In 1814, Pierre-Simon Laplace conjured a demon.

In his Philosophical Essay on Probabilities, Laplace asked the reader to imagine an intellect so vast that it could know the precise position and momentum of every particle in the universe.

Such an intellect, he wrote, could calculate the future and reconstruct the past. Nothing would be uncertain. The arc of every billiard ball, the trajectory of every planet, the fate of every atom in every living body. All determined, all knowable.

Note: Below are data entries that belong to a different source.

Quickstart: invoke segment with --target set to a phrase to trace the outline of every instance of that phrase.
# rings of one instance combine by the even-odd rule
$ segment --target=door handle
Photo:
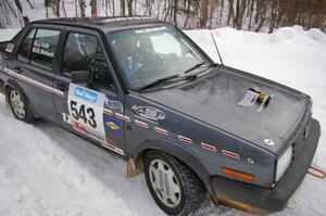
[[[61,91],[67,91],[68,90],[68,87],[66,84],[64,82],[55,82],[54,84],[54,87]]]
[[[13,71],[18,74],[23,73],[23,69],[20,66],[15,67]]]

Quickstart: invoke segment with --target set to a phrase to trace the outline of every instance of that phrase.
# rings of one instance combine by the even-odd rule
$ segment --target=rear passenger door
[[[23,38],[11,65],[11,75],[28,98],[33,111],[50,120],[57,120],[52,93],[63,97],[53,88],[53,64],[62,28],[32,27]]]
[[[54,77],[54,87],[65,91],[64,98],[54,96],[59,120],[65,128],[124,155],[124,94],[100,35],[70,28],[64,38]],[[89,71],[88,85],[72,84],[73,71]]]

For two centuries, Laplace’s demon was the reigning fantasy of scientific prediction. The only thing separating us from omniscience was information. Gather enough and the future opens like a book. It was seductive.

Decades earlier, a young David Hume wrote what he hoped would be the masterpiece of his generation.1

He asked the same question from the other end. If you are playing billiards, what evidence do you have that the next collision will behave like the last? What is stopping two colliding balls from shooting upward through the ceiling? Nothing but habit, he argued. A stubborn animal confidence that the world will remain as always.

Who was right?

I am a physicist by training, and so I tend to look at a problem and ask, am I seeing Laplace or am I seeing Hume? Newton, or Heisenberg?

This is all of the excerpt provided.